A Boston Magazine cover of multi-hued sneakers shaped into a heart, framing the headline “We Will Finish the Race,” is drawing acclaim as a symbol of hope and recovery in the aftermath of the deadly marathon bombings.
The May issue, which hit newsstands Friday, was nearly completed April 15 when the twin bombs exploded a few blocks from the magazine's office near Copley Square. Editor John Wolfson said he and his colleagues immediately decided to overhaul the cover and the magazine's stories. After assigning local authors to write a series of essays, designers brainstormed on how to illustrate the tragedy.

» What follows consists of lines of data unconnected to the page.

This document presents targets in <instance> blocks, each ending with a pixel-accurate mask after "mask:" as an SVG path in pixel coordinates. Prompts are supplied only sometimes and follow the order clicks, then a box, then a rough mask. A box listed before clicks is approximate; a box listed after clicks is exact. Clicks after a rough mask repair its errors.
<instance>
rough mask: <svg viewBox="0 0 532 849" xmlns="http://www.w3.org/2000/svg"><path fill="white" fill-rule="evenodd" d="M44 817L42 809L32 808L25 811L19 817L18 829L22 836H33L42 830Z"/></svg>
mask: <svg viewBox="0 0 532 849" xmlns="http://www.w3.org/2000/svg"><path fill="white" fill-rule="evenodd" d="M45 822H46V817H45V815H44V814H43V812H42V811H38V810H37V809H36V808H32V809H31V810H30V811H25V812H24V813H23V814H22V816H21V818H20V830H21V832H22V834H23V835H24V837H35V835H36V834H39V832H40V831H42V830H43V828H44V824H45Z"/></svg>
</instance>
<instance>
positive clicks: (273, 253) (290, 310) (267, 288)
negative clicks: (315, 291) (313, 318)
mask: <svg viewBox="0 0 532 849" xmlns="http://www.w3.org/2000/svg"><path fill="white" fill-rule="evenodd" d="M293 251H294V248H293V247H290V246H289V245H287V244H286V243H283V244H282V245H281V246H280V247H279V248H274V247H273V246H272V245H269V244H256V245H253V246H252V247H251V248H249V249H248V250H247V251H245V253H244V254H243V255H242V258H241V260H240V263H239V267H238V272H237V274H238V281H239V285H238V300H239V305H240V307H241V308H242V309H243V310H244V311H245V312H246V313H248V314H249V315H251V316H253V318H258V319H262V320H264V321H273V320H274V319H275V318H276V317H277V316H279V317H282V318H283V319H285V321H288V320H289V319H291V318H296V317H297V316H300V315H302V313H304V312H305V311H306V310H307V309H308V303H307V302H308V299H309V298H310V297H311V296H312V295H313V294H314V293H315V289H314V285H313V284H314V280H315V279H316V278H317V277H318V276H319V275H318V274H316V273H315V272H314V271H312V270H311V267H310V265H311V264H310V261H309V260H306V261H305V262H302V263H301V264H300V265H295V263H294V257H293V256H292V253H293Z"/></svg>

Design director Brian Struble and deputy design director Liz Noftle proposed photographing sneakers worn this year by marathon runners. Everyone signed on.
“It was a perfect moment,” Wolfson said. “It was so powerful, in fact, we decided what we really needed to do is scrap the essays and start telling the stories of the people who wore the shoes.”
But as a tight deadline loomed, they had one problem.
“We don’t have any shoes at that point,” he said. “It’s like shoes were gold for the next two days.”
Using social media and reaching out to friends, family and acquaintances, the staff gathered about 60 pairs by the time Struble needed to drive to New York City for a photo shoot three days after the bombings.
The portrait that resulted was haunting: Shoes in red hues form the inside edges of the heart, giving way to green, blue, gray, white and other shades. In the middle, against a heart-shaped black background, is the message of survival.
Meanwhile, the staff divvied up the runners for interviews about what the tragedy meant to them.
“We got a real range of answers,” Wolfson said. “Some people focused specifically on where they were on the course. Some people got deep, talking about the place of the marathon in the city’s life.”
The end result is a collection of short stories called “The Shoes We Wore.” Fifteen were published in the magazine; those and more appear online. The website will be opened Tuesday to readers who want to post their thoughts along with a picture of their sneakers.
“We hope it becomes a forum,” Wolfson said.
The cover is being turned into a poster, and all proceeds will benefit One Fund — Boston, a charitable effort to raise money for the victims.
Wolfson said he did not anticipate the response to the image.
“The thing I keep hearing is it’s a message of going forward, it’s a message of moving on,” he said. “Not that it isn’t important to examine the moment. Absolutely it is. [But] as a city, it’s about beginning the next process.”